Festival do Rio 2013: ‘Hawaii’ é um belo exemplo de que menos pode ser mais

Sempre que mais uma edição do Festival do Rio se anuncia, uma das mostras mais concorridas e esperadas é a “Mundo Gay”, com as mais recentes produções com temática homossexual. Um dos motivos que permitem o sucesso de público dessas sessões é a revisão – seja com a presença mínima ou mesmo ausência – de pudor e do preconceito presente na nossa sociedade. Quero dizer com isso que, na maioria das vezes, a relativização da “moral e dos bons costumes” nos guetos homossexuais leva ao sexo imediato, sem rodeios e frequentemente sem romance. Mas é claro que, como fala o ditado popular, “para toda regra há uma exceção”. Aqui, a exceção é o filme “Hawaii” (2013), do argentino Marco Berger.

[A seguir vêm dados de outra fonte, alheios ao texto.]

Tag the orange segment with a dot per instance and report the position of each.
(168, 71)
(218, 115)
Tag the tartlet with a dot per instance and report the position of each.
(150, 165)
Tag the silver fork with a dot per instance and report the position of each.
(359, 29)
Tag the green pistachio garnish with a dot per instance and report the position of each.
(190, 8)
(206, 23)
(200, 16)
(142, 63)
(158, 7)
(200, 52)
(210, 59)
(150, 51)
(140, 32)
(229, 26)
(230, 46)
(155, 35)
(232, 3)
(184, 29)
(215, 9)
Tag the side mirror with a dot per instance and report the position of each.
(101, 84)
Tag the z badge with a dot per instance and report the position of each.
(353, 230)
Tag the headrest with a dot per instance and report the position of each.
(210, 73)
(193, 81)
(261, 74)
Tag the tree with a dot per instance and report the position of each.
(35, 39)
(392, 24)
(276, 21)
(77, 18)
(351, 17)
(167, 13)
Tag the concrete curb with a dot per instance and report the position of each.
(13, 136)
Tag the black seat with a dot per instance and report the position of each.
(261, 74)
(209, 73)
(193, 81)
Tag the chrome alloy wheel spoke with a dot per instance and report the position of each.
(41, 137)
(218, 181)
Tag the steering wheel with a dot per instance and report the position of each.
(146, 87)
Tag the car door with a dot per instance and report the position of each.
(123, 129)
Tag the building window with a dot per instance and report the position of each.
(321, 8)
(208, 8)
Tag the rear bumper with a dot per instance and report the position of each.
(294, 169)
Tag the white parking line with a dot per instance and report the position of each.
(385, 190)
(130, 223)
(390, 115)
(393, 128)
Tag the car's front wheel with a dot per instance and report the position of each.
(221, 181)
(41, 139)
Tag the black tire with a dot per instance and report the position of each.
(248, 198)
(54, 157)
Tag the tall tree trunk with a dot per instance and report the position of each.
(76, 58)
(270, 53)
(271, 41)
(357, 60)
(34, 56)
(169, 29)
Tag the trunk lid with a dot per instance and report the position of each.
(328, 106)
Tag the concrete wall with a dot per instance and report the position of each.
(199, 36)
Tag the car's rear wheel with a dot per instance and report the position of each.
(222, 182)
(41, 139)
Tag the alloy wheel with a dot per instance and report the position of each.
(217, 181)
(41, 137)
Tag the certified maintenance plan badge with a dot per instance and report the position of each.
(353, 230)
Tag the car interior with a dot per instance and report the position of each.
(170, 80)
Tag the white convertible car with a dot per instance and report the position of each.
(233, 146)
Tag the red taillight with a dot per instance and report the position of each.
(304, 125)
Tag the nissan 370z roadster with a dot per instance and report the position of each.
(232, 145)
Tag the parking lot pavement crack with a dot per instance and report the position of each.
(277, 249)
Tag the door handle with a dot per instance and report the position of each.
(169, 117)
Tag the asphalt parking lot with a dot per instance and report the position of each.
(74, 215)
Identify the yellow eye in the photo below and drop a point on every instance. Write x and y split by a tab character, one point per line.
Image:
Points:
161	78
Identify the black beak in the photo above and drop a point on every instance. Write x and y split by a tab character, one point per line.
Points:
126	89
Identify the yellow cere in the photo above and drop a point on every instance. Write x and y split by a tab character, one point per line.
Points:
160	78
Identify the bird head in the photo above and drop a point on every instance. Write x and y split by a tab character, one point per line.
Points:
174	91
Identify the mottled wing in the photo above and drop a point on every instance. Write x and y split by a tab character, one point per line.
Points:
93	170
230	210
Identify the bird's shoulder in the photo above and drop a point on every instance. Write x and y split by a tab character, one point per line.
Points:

A troca de olhares entre os protagonistas Eugênio (Manuel Vignau) e Martín (Mateo Chiarino) é um dos melhores aspectos de “Hawaii”

Em “Hawaii”, Eugênio (Manuel Vignau) passa o verão cuidando da casa de campo dos tios em busca de inspiração para um livro que está escrevendo. Martín (Mateo Chiarino) não tem mais nenhum parente vivo, está desempregado e por isso se candidata a cuidar da casa e a consertar tudo que for necessário. Os dois se reconhecem e descobrem que foram grandes amigos desde então. Em princípio, os dois convivem na base da omissão: Martín não revela que não tem lugar para morar e Eugênio disfarça a homossexualidade e o interesse no amigo. Mas as lembranças e brincadeiras do passado que vão sendo resgatas começam a despertar flertes furtivos e abraços emocionados.

Cartaz oficial do filme

O filme é um romântico desafio. É completamente oposto às características da típica narrativa americana, que são a rápida velocidade e os cortes precisos do cinema americano. Ao contrário, o ritmo desse conto gay cinematográfico é bem calmo. Mas é no andamento da obra que está sua força poética: as cenas dos olhares escondidos (muito bem expressados pela dupla de protagonistas), a distração para o mundo interior, os diálogos registrados apenas nos momentos estritamente necessários são fundamentais para o tempo cauteloso de uma paquera na qual nenhum dos dois conhece as reais intenções do outro. Com todas essas características da montagem, o diretor Marco Berger escolheu a dedo os dois rapazes integrantes do elenco e o resultado não poderia ser melhor, uma vez que tanto Manuel Vignau (que já trabalhou com o diretor em outras ocasiões) quanto o estreante Mateo Chiarino têm uma química impressionante em cena.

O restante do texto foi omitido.